Before acting on any user request:
1. Fully parse all instructions
2. Extract prohibitions first (what NOT to do)
3. Extract requirements (what to do)
4. Extract preferences (how to do it)
5. Track multi-part requests to full completion

On failure: re-read original instructions instead of guessing or retrying with variations.

On long tasks: periodically recheck against original requirements to detect drift.

**Absolute prohibition**: Never override user preferences with "best practices." If a user specifies a pattern, use it.

### When It Applies

Every user request. Critical for multi-part tasks, specification compliance, and correction handling.

### Example: Drift Detection

If implementing feature X and a test fails on attempt 2, the rule requires re-reading the original spec rather than weakening the test or removing the validation to make progress.

---

## research-before-decision

**Priority**: HIGH  
**Full rule**: `@$AIWG_ROOT/agentic/code/addons/aiwg-utils/rules/research-before-decision.md`

### What It Enforces

Research first; act second. The execution pattern:

```
IDENTIFY  → What decision needs to be made?
SEARCH    → What existing code/docs/patterns are relevant?
EXTRACT   → What do those sources tell me?
REASON    → Given the evidence, what is the right choice?
ACT       → Implement the decision
VERIFY    → Confirm the result is correct
```

**Whack-a-mole detection**: If an action fails, diagnose the root cause before retrying. Retrying with random variations without diagnosis is prohibited.

**Read error messages completely**: They frequently contain the answer.

**Check existing patterns first**: Before creating a new implementation, check whether the project already has one.

### When It Applies

API usage, configuration changes, dependency selection, error diagnosis, import resolution, any technical decision.

---

## native-ux-tools

**Priority**: HIGH  
**Full rule**: `@$AIWG_ROOT/agentic/code/addons/aiwg-utils/rules/native-ux-tools.md`

### What It Enforces

Use platform-native interaction tools for questions. For Claude Code, this means using `AskUserQuestion` rather than generating plain text with a question in it. One question per interaction turn.

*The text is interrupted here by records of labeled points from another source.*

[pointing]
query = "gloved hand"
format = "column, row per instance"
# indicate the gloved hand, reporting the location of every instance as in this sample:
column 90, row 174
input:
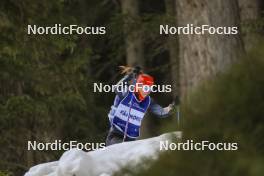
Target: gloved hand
column 169, row 108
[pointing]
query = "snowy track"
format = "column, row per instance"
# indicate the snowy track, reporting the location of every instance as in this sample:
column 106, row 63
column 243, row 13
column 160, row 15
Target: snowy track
column 103, row 162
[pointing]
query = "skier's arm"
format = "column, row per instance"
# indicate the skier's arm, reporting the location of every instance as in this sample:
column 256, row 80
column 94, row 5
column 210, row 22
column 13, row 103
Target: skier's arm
column 158, row 110
column 124, row 82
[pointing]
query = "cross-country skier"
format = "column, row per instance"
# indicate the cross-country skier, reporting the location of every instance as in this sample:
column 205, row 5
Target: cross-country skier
column 130, row 106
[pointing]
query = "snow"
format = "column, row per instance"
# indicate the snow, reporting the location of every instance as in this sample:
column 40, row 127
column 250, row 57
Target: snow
column 103, row 162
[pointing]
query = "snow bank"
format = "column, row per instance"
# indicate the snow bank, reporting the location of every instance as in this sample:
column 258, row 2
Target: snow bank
column 103, row 162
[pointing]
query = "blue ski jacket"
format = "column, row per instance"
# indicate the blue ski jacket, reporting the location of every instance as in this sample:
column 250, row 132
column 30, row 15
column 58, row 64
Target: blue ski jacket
column 127, row 112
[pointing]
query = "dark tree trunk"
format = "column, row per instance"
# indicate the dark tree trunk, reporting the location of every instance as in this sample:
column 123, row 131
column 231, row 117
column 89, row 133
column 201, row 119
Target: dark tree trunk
column 202, row 56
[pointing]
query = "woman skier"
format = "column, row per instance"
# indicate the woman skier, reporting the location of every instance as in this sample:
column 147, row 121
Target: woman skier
column 130, row 106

Fallback: if native tools are unavailable, use formatted Markdown question blocks.

### When It Applies

Interactive commands (any command with `--interactive` flag), decision gates, user confirmations, intake wizards.

### Platform Support

The rule includes a capability matrix defining which tool to use on each of the 8 supported platforms. Always check tool availability before invoking.

---

## tool-quota

**Priority**: HIGH
**Full rule**: `@$AIWG_ROOT/agentic/code/addons/aiwg-utils/rules/tool-quota.md`

### What It Enforces

Agents track tool calls per session, stop repeated failing calls, and honor declared quotas:

```yaml
tool_quota:
  Bash: 10
  WebFetch: 5
  defaults: 20
loop_detection:
  same_call_window: 5
  max_retries: 3
```

Default behavior when no agent-specific quota exists:

- Same failing call retries: 3
- Similar calls in a rolling window: 5
- Total calls to one tool in a focused session: 30
- High-cost external tool calls: 10

When a quota would be exceeded, the agent stops and reports what was tried, what was learned, why more calls are needed, and the narrow next action.

### When It Applies

Tool-heavy sessions, unattended bots, shell retry loops, external fetch loops, and any agent definition with `tool_quota` or `loop_detection`.

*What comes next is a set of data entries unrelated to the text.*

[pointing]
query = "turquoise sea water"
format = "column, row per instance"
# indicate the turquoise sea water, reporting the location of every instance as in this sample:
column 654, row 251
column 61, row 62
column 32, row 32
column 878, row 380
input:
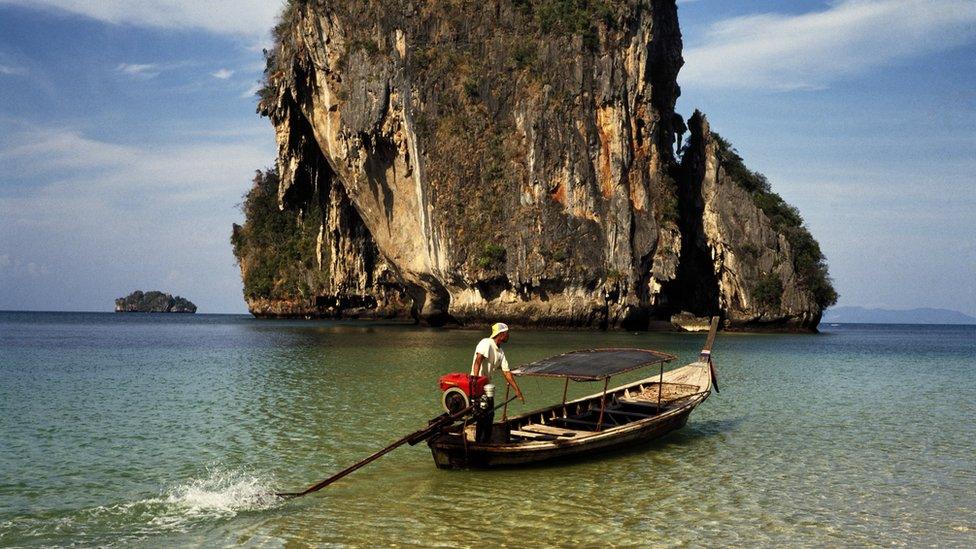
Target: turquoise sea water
column 174, row 430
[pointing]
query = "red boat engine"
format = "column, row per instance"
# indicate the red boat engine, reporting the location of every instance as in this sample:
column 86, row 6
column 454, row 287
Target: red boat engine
column 459, row 389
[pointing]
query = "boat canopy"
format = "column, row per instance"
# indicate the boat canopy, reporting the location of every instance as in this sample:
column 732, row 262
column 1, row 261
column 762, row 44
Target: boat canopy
column 593, row 364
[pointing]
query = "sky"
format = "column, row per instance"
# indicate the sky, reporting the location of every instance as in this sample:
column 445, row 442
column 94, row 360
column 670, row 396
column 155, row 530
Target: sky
column 128, row 136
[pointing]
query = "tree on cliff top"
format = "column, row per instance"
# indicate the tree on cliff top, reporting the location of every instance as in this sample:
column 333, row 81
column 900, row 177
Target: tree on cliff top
column 808, row 260
column 276, row 249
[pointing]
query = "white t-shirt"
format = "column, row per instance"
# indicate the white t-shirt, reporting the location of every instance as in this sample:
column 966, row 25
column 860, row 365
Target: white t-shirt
column 494, row 356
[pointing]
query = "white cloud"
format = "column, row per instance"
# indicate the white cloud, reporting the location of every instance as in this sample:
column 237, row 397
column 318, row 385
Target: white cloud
column 7, row 69
column 99, row 219
column 139, row 70
column 99, row 170
column 808, row 51
column 248, row 18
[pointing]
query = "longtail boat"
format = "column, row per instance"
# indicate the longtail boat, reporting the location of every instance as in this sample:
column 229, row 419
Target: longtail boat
column 615, row 418
column 611, row 419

### Example: Quickbooksbot

Quickbooksbot receives a vague "why are March numbers wrong?" request. It may inspect known accounting files and integration status, but after three equivalent missing-token or permission failures it must stop, summarize the blocker, and ask for the missing export or credential instead of continuing tool retries.

---

## escalation-discipline

**Priority**: HIGH
**Full rule**: `@$AIWG_ROOT/agentic/code/addons/aiwg-utils/rules/escalation-discipline.md`

### What It Enforces

Agents summarize before using a model above their declared default tier:

```
Need: what is hard or uncertain
Escalation: target tier and why the default tier is insufficient
Next: the bounded task the higher tier will handle
```

Tier 3 requires explicit human confirmation. Unattended bots may not auto-escalate to Tier 3; they must ask, stop with a summary, or queue the request for a supervised agent.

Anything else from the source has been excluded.